STOCKHOLM - The Nobel Prize in medicine was awarded to Massachusetts native Dr. Drew Weissman and Katalin Karikó Monday for discoveries that enabled the development of effective mRNA vaccines against COVID-19.
Thomas Perlmann, secretary of the Nobel Assembly, announced the award in Stockholm.
Weissman, 64, grew up in Lexington and graduated from Brandeis University in 1981. He graduated from Boston University in 1987 with an M.D. and Ph.D. in Immunology and Microbiology. He's currently a professor in vaccine research at the University of Pennsylvania School of Medicine.
Karikó, 68, is a professor at Sagan's University in Hungary and an adjunct professor at the University of Pennsylvania. Weissman performed his prizewinning research together with Karikó at Penn.
"The future is just so incredible," Weissman said. "We've been thinking for years about everything that we could do with RNA, and now it's here."

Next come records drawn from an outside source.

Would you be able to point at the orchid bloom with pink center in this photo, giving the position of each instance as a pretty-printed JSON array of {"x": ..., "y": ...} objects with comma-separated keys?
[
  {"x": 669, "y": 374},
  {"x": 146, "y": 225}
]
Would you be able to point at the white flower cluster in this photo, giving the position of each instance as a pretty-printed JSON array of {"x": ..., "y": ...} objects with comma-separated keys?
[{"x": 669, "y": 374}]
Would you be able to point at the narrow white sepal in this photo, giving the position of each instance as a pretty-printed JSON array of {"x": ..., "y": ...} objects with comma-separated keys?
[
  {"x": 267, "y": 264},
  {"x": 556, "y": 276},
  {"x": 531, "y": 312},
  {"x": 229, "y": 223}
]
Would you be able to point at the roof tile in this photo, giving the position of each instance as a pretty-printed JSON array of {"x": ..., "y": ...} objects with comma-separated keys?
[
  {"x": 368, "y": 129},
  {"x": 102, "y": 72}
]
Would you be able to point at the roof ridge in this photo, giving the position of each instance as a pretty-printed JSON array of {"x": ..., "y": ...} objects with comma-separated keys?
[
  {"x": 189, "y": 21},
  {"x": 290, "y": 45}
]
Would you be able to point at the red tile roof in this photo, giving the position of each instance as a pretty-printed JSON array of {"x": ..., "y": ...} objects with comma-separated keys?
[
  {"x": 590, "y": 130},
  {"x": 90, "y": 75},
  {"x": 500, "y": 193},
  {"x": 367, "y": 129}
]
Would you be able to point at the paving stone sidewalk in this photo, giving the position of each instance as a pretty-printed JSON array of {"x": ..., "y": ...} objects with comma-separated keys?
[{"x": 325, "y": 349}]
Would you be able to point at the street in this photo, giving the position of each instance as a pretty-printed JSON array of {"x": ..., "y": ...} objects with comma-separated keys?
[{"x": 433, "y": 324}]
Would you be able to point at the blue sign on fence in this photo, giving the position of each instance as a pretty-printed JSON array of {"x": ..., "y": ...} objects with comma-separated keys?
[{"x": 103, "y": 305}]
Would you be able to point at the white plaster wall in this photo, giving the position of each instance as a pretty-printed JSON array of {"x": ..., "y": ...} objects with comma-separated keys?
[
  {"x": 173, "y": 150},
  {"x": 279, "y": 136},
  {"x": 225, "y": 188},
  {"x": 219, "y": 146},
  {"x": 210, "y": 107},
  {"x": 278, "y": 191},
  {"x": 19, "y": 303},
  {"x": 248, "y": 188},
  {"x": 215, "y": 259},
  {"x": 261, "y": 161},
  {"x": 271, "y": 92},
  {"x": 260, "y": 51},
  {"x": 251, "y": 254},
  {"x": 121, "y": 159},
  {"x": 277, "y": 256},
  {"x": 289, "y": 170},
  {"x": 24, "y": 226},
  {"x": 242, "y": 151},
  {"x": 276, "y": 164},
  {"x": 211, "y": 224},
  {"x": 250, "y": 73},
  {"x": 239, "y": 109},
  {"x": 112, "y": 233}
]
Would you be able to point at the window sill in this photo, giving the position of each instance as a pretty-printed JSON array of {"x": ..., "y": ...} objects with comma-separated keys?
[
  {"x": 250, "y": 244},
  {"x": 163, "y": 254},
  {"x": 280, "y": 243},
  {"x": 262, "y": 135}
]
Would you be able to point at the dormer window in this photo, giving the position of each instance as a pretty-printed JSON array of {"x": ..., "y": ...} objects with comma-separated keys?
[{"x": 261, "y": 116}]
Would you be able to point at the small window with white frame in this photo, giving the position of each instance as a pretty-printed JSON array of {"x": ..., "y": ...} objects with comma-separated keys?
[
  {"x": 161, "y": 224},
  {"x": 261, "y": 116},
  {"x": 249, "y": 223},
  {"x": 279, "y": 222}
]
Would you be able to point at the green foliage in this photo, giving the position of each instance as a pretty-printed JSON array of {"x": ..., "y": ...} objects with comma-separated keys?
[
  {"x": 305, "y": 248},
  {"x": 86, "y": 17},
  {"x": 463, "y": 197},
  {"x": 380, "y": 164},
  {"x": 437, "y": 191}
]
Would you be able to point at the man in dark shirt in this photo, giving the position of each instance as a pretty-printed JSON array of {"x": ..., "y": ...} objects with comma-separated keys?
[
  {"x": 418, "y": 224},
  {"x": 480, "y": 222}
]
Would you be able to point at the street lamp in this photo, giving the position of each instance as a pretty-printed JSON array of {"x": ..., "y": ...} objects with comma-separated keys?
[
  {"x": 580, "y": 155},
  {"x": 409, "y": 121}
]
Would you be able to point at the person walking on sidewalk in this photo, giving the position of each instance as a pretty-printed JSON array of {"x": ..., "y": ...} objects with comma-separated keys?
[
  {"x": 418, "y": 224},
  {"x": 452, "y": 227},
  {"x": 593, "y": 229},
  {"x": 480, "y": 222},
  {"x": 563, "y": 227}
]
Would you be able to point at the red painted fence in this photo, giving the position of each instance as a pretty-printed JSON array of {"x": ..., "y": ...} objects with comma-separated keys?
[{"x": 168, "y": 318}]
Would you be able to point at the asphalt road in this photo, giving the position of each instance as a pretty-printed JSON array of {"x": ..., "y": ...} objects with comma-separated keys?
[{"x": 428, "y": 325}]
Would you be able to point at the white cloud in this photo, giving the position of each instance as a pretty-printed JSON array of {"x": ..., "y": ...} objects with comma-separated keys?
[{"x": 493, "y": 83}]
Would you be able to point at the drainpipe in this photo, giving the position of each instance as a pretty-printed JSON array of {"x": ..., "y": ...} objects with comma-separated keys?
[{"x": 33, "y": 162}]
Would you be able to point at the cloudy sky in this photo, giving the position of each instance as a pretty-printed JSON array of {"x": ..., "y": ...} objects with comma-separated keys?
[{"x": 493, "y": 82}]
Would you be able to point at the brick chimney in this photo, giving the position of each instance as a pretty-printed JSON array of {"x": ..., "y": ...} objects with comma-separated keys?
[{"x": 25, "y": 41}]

Karikó said her husband was the first to pick up the early morning call, handing it to her to hear the news. She then watched the announcement to make sure she wasn't being pranked.
"I was very much surprised. But I am very happy."
Karikó said she was the one to break the news to Weissman, since she got in touch before the Nobel committee could reach him.
The two have collaborated for decades, with Karikó focusing on the RNA side and Weissman handling the immunology: "We educated each other," she said.
The Nobel Prizes carry a cash award of 11 million Swedish kronor ($1 million). The money comes from a bequest left by the prize's creator, Swedish inventor Alfred Nobel, who died in 1896.